L'ouvrage de Jérôme Baschet synthétise de manière claire un certain nombre d'analyses et de propositions. Le cœur de son propos se situe dans la continuité de la théorie critique de l'école de Francfort. On y note une proximité avec le courant de la critique de la valeur (Moiché Postone ou Anselm Jappe) ou avec la critique de l'aliénation temporelle décrite par Hartmut Rosa. C'est sans étonnement que l'on croise parmi ses références un autre fin connaisseur du mouvement zapatiste, John Holloway, dont Crack capitalism a été publié en 2012 en France.  Les réflexions de l'école de Francfort sur la domination de la raison instrumentale se prolongent, chez Jérôme Baschet, par une critique de l'anthropologie occidentale de l'homo économicus (thématique particulièrement explorée par Christian Laval qui co-dirige, avec Laurent Jeanpierre, la collection dans laquelle est publié l'ouvrage). De même, la critique du travail, et donc du productivisme, trouve un prolongement logique chez l'auteur vers des références liées à l'écologie politique : Ivan Illich, Serge Latouche... Le titre de l'ouvrage n'est d'ailleurs pas sans évoquer L'adieu au prolétariat d'André Gorz.

On peut néanmoins regretter, même si ce n'est pas la perspective de l'ouvrage, que celui-ci n'accorde pas une place plus grande à des discussions attendues au vu de ses positions.
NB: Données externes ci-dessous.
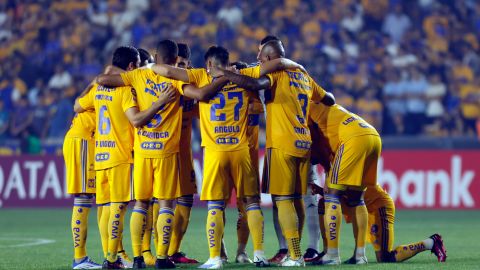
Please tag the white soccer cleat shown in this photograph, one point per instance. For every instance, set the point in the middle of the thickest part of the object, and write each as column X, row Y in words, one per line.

Par exemple, lorsque Jérôme Baschet évoque le «eux» qui détient les moyens de production, se trouve alors ouverte la question des rapports sociaux de classe. On aurait alors souhaité en savoir davantage sur la manière dont l'approche classiste peut s'articuler avec une théorie centrée sur la domination d'un système caractérisé par une rationalité abstraite qui semble aliéner toutes les couches de  la société. On aurait pu également attendre une discussion sur la portée critique ou non de la catégorie travail dans la mesure où celle-ci est utilisée comme outils de dénonciation par les théories féministes matérialistes ou encore les travaux sur les psychopathologies du travail. Enfin, l'ouvrage aurait pu ouvrir sans doute également une discussion fructueuse avec les traditions anarchistes quant à la critique de l'Etat et à la réflexion sur les institutions politiques alternatives qui peuvent lui être opposées.

Irène Pereira

NDLE: Une erreur s'était glissée et le nom de l'auteur avait été mal orthographié. Il s'agit bien de Jérôme Baschet. Toutes nos excuses et merci à ceux qui nous l'ont signalé.